Though you may find it hard to get up in the morning, proper exercise helps your body wake up and start the whole day normally. A group of reporters and I walked up the seven hundred stairs of SaptaparniKupta (Chil-yeop Cave). Shaped like seven leaves, it is known as the first place where disciples of Buddha gathered and discussed scriptures after Buddha's death. At the foot of the mountain, the town of Rajgir was clearly visible ? we could even see our hotel, the Rajgir Residency Hotel, in the distance. Those places were surrounded by a thick forest, so it looked as if the spaces had been breathing. The magnificent view energized me to climb up all of the stairs.
On our way down, a large number of Indian students approached us, and it seemed that they wanted to take pictures with us. I guessed that they were on a school trip and had brought their digital cameras. They seemed to be from wealthy Indian families and members of the upper caste. Their easy and relaxed attitude was definitely different from the starving children found on any road in India. Without begging for money, they laughed loudly while taking pictures together. Under the caste system, they will have more opportunities to lead the future of India than children with more humble backgrounds. Nevertheless, the students’ big smiles and excitement showed how innocent they are in light of the serious problems that many people face in this world.
Considering this, how many of the boys are aware that there are many foreign-built structures in India? After descending from Chil-yeop cave, we visited the prison where Bimbisara, the king of the Magadha Dynasty who helped Buddha, was imprisoned by his son. Immediately after completing the tour, I saw a tower that was built by Japanese Buddhists. It was located directly on the top of Griddhakuta (Yeong-chwi Mountain) where Buddha delivered sermons to his disciples. Clearly, it meant that the tower was supposed to be more important than the historical site of Buddha. The tower seemed like it was meant to serve as a conqueror's memorial, which only celebrates colonization but ignores the significant heritage of the area’s natives.
Nevertheless, it is not always intrusion when foreigners build something in India. Construction from other countries often helps Indian people live cleaner and more convenient lives. The roads surrounding the Rajgir Residency Hotel were constructed by the Japanese owner of the hotel. Lighted streets protect drivers and pedestrians at night. It is hard to find systematic infrastructure like roads in India.
The acceptance of Buddhism and the increasing value of India as a tourist destination may have led the Japanese to develop the areas near Buddhist shrines. For a long time, Buddhism has spread all over the world, so people from many different countries have visited India to appreciate and learn more about Buddhism. The Korean monk Hye-cho, who wrote "Record of Travels in Five Indian Regions” (Wang-oh-cheon-chu-kuk-geon), also went to China and India to further his understanding of Buddhism in the eighth century. Until now, at Buddhist shrines, there are many monks from countries all across Asia such as Sri Lanka, Thailand, Taiwan, Tibet, China, Japan, and Korea. In fact, foreign monks far outnumber Indian monks because only a small number of Indians are Buddhist. We met only foreign monks at Mahabodhi Temple in Bodhgaya.

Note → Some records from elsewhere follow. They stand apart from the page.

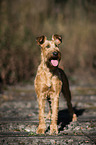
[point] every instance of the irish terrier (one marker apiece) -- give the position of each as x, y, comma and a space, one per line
50, 81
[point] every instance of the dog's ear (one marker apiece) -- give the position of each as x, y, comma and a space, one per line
40, 40
57, 39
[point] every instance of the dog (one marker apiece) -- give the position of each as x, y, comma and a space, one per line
50, 80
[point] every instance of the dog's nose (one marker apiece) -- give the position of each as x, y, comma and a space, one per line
55, 53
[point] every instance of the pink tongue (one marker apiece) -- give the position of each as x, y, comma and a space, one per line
54, 62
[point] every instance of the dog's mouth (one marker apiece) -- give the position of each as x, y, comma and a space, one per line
54, 62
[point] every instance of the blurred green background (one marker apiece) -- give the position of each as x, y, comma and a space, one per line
21, 21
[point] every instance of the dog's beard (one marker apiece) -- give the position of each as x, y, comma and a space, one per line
54, 62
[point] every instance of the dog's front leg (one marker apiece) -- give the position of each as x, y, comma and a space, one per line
42, 127
54, 117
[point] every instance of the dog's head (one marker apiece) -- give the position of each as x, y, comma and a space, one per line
50, 52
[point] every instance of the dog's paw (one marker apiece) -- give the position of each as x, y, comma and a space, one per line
53, 129
74, 118
41, 129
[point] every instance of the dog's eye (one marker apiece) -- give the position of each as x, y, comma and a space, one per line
48, 46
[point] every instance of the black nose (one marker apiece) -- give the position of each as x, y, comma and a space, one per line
55, 53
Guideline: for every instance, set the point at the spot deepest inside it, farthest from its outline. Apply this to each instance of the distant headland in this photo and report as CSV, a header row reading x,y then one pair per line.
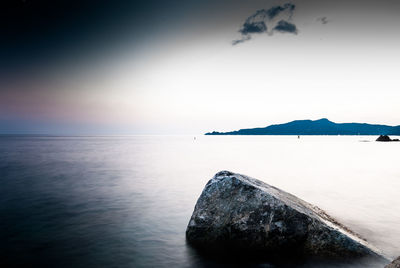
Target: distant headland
x,y
316,127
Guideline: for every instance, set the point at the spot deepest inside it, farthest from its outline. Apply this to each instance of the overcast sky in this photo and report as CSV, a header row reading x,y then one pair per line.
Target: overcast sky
x,y
189,67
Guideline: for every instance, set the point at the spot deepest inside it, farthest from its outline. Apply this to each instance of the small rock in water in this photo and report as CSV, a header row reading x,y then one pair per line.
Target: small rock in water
x,y
236,213
394,264
385,138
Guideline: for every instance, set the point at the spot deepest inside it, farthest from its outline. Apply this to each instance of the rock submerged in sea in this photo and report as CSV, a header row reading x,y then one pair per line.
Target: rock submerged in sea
x,y
236,213
385,138
394,264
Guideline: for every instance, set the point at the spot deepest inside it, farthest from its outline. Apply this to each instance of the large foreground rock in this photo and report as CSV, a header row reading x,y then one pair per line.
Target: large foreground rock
x,y
394,264
236,213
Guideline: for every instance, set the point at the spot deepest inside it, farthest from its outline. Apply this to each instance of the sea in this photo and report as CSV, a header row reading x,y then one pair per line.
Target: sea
x,y
125,201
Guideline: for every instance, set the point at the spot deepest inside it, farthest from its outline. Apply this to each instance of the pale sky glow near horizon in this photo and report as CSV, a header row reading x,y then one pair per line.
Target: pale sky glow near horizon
x,y
184,76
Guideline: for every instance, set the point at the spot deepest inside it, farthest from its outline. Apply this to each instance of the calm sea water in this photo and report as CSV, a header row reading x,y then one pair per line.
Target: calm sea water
x,y
126,201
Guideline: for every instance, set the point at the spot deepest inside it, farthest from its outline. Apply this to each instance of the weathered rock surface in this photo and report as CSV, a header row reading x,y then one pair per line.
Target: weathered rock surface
x,y
394,264
236,213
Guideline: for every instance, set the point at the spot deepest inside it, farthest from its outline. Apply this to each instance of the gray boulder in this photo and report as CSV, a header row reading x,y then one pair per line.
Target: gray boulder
x,y
236,213
394,264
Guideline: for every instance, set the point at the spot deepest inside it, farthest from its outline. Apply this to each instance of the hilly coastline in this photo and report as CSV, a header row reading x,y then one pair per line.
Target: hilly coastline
x,y
316,127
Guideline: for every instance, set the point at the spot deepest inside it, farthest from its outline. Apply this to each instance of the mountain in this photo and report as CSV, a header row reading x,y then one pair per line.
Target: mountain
x,y
317,127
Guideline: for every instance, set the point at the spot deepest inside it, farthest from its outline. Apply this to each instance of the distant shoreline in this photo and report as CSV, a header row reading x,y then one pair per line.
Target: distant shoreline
x,y
317,128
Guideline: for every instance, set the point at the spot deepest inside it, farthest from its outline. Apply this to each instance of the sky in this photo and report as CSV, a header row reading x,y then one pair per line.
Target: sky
x,y
190,67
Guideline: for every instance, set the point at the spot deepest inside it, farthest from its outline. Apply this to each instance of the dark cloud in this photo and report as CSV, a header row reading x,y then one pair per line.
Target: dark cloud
x,y
244,39
274,11
253,27
265,19
285,27
323,20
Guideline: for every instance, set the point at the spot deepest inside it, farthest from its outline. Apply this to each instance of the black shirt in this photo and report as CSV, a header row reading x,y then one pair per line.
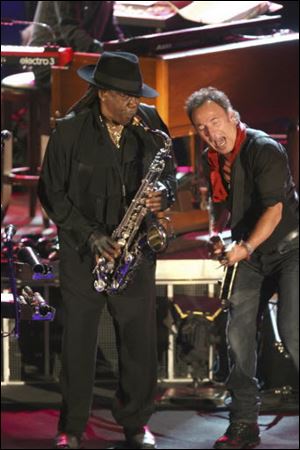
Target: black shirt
x,y
260,179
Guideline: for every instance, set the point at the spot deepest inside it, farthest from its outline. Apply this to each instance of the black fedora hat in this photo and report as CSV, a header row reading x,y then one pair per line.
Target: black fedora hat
x,y
118,71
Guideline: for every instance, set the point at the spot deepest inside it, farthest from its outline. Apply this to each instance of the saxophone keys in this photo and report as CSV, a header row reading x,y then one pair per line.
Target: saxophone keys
x,y
99,285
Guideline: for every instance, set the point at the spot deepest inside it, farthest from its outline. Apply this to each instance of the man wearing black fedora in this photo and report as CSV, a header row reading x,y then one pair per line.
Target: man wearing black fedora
x,y
94,164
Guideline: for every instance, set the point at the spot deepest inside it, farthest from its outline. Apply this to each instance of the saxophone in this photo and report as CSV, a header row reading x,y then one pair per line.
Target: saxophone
x,y
113,277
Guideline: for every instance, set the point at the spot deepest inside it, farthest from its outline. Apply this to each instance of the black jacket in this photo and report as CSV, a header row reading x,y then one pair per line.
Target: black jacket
x,y
260,177
82,174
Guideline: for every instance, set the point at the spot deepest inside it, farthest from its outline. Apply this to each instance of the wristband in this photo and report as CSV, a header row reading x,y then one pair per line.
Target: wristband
x,y
248,247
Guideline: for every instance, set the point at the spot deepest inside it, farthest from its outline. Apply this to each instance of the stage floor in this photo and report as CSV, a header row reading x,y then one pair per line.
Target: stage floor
x,y
30,414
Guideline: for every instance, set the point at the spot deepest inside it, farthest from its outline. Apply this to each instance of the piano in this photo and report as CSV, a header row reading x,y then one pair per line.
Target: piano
x,y
258,73
28,57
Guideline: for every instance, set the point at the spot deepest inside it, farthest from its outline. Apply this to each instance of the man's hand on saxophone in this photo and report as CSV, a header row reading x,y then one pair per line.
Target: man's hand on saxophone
x,y
102,245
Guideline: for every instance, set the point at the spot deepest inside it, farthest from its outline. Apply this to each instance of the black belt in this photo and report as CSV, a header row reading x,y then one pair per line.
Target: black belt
x,y
291,236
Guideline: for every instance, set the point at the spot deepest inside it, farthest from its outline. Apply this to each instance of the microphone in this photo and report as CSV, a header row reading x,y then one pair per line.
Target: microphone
x,y
10,231
5,135
34,299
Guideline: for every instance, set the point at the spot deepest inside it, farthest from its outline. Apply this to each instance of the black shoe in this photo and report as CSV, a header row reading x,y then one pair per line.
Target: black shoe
x,y
65,440
239,435
140,438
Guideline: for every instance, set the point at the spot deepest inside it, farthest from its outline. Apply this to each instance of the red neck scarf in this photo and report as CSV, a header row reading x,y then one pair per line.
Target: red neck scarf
x,y
219,193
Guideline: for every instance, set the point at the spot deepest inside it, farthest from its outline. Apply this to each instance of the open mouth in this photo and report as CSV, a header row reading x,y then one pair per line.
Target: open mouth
x,y
220,142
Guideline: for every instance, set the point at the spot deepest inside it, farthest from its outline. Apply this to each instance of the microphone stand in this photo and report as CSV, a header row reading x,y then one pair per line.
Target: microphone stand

Michael, a Buddhist monk from the United States, stood out among the many monks in the temple. He said he was fascinated with Buddhism when he had visited a Buddhist temple in Paris. Because of the peace and calmness created by meditation, he has lived in India for 20 years. When asked what he thought was the most attractive aspect of Buddhism, he replied, "In comparison with other religions, the teaching of Buddhism is realistic and practical. I think it produces innumerable believers."
Of course, there are a multitude of reasons why people decide to follow Buddhism. What is important is that Buddhism is attracting foreigners to India, and it even led to the construction of useful infrastructure near tourist sights in India by other countries. In order to reap further rewards, future generations of Indians should encourage Buddhism to flourish. By doing so, they can enjoy the benefits of economic and cultural balance.